Abstract 2628
Background
The randomized, double-blind, active-controlled LATITUDE study found that AAP + ADT significantly improved the primary end points, OS and rPFS vs ADT+PBO in patients with high risk mHSPC. Post hoc analyses were performed to assess correlation of PSA response with OS and rPFS.
Methods
597 men received ADT+AAP and 602 received ADT+PBO. PSA response (confirmed) was based on PCWG2 criteria. Hazard ratios (HR) between treatment arms were determined using Cox proportional-hazards model. Kendall’s tau was used to evaluate correlations.
Results
The overall median (med) baseline PSA was 23.85 ng/mL (range 0.0; 8889.6). Addition of AAP to ADT improved all PSA parameters. Patients receiving AAP were significantly more likely to achieve 50% PSA response (Relative Risk (RR): 1.36) and 90% PSA response (RR: 2.30) vs PBO. Compared to nonresponders, the 50% and 90% PSA response to AAP reduced the risk of death by ≈56% and ≈89% (HR: 0.435 and 0.107, respectively), and by ≈41% and ≈72% (HR: 0.590 and 0.283 respectively) with PBO. A similar effect was noted on rPFS. Further, ADT+AAP demonstrated increasing potential of attaining PSA <0.2 ng/mL at 3, 6 and 12 months (RR: 5.15, 6.35, 6.33, respectively). In the ADT+AAP group, 58% patients reached PSA <0.2 vs 12.8% with PBO. The med time to PSA nadir was 6.4 mo and 3.8 mo in the ADT+AAP and the ADT+PBO groups, respectively. The significantly prolonged med time to PSA nadir in the ADT+AAP group (HR:0.644) was accompanied by a markedly deeper med nadir PSA value (AAP:0.09 ng/mL [range 0.02; 1269.79] vs PBO:2.36 ng/mL [range 0.02; 2254.50]). Lastly, AAP significantly delayed med time to PSA progression as compared to PBO (33.2 mo vs 7.4 mo, respectively; HR: 0.3, p < 0.0001) and the time to PSA progression strongly correlated with rPFS (Kendall’s tau = 0.9211) and OS (Kendall’s tau = 0.666).
Conclusions
Treatment of high-risk mHSPC with ADT+AAP demonstrates a significant depth of PSA response that strongly correlates with long-term outcomes of rPFS and OS.

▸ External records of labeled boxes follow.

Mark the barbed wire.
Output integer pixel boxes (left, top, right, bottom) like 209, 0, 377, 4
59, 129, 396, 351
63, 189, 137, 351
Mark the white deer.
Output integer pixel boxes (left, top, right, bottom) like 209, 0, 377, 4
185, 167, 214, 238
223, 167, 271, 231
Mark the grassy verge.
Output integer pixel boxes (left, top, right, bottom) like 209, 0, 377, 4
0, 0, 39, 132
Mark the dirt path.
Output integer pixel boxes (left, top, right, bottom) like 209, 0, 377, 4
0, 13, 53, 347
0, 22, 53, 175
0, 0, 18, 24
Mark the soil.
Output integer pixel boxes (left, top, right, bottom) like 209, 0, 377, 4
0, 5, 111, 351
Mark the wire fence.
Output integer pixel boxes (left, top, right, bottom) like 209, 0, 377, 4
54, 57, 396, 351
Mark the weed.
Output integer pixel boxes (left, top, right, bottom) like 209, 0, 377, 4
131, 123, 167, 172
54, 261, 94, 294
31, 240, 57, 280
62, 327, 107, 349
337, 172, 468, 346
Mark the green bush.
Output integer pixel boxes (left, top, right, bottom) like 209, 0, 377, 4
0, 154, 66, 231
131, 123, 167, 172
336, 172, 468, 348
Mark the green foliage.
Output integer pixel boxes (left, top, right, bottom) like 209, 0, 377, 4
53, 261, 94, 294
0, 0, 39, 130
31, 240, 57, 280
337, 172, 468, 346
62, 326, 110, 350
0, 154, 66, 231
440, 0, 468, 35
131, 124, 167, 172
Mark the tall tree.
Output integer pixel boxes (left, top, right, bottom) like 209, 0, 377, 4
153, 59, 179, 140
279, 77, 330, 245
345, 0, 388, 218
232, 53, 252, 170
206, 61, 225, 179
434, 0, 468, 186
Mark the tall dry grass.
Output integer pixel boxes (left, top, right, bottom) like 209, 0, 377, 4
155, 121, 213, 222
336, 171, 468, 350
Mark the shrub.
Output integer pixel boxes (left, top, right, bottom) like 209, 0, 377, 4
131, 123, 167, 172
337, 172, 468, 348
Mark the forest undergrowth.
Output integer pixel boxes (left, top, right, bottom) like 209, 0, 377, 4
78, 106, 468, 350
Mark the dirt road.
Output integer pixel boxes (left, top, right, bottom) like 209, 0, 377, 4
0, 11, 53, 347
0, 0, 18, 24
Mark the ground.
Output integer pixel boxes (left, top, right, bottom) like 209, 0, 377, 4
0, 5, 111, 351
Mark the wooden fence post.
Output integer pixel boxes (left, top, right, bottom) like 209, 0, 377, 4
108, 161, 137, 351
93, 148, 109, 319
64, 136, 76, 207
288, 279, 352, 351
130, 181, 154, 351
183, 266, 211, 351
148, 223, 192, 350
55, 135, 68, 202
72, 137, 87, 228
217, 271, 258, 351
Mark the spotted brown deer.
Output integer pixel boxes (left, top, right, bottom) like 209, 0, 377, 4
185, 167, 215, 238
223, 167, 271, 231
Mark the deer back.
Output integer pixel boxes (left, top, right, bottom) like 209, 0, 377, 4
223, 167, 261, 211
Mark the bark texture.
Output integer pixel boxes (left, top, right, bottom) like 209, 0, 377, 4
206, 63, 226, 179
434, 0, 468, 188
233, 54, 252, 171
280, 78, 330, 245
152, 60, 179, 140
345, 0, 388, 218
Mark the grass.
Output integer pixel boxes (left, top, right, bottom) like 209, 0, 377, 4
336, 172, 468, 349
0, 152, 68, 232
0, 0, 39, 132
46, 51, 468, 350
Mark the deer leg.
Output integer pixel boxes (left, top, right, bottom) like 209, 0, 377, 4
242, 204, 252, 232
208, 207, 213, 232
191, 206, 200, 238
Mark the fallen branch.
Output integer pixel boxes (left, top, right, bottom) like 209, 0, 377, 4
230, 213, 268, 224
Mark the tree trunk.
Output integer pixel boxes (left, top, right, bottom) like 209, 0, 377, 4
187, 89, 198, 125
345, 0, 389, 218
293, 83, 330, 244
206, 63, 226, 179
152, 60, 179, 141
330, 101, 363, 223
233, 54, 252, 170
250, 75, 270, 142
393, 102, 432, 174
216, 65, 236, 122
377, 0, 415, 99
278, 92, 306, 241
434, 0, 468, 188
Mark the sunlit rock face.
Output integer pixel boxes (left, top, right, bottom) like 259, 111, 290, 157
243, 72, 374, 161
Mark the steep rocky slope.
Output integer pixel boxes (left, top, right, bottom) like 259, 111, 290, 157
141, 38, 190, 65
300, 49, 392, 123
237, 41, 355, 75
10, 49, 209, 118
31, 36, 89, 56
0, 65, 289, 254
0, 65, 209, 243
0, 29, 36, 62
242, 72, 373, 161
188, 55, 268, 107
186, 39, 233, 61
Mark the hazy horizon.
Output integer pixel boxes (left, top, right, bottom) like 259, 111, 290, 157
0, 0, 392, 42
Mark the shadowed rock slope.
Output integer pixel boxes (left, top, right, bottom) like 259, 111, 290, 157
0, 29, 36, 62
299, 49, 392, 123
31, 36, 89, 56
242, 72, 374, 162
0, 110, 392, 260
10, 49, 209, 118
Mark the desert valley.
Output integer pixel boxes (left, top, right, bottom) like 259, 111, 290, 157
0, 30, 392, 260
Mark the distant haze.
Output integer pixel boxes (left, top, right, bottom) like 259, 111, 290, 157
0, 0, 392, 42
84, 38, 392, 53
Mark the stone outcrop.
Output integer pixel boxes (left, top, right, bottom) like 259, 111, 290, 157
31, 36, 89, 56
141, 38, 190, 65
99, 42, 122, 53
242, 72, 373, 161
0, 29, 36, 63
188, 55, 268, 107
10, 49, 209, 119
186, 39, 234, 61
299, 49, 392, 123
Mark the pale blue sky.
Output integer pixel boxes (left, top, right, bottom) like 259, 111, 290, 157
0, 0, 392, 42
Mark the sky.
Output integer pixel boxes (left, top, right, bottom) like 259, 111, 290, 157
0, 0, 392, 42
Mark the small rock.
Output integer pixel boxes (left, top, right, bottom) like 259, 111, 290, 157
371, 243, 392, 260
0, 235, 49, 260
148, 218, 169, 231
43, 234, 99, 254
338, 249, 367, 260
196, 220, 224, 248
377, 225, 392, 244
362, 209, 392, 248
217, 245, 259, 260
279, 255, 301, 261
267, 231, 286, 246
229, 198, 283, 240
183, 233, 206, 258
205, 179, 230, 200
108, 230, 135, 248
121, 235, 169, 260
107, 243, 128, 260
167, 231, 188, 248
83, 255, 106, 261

Clinical trial identification
NCT01715285.
Legal entity responsible for the study
Janssen Research and Development.
Funding
Janssen Research and Development.
Editorial Acknowledgement
Editorial assistance for this poster was provided by Ann C Sherwood, PhD, and editorial assistance was funded by Janssen Research and Development.
Disclosure
K.N. Chi: Institutional funding: Janssen for the study; Grant funding: Astellas, Bayer, Sanofi Janssen; Personal fees: Astellas, Bayer, Sanofi, Essa, Roche. M. Ozguroglu: Honoraria: Janssen, Sanofi. A. Rodriguez Antolin: Consulting services, Expert testimony: Astellas, Bayer, Janssen. S. Feyerabend: Advisory boards: Janssen, Boehringer Ingelheim Pharma, Aventis, Honorarium: Janssen, Travel and accommodation expenses: Aventis. L. Fein: Grant support, Personal fees: Novartis, Pfizer, Roche, Merck, Merck Sharp & Dohme; Grant support: Janssen, AbbVie. B.Y. Alekseev: Personal fees: Janssen, Pfizer, Merck, Roche, Sanofi. A. Protheroe: Consulting, Advisory roles, Travel, accommodations, and expenses: Ipsen, Bayer, Roche, Bristol-Myers Squibb, Merck; Research funding: Merck. G. Sulur, S. Li, P. De Porre, N. Tran, S.D. Mundle: Employee, Stock Owner: Janssen Research & Development. K. Fazazi: Advisory boards; Honoraria: Janssen, Astellas, Sanofi, and Bayer. All other authors have declared no conflicts of interest.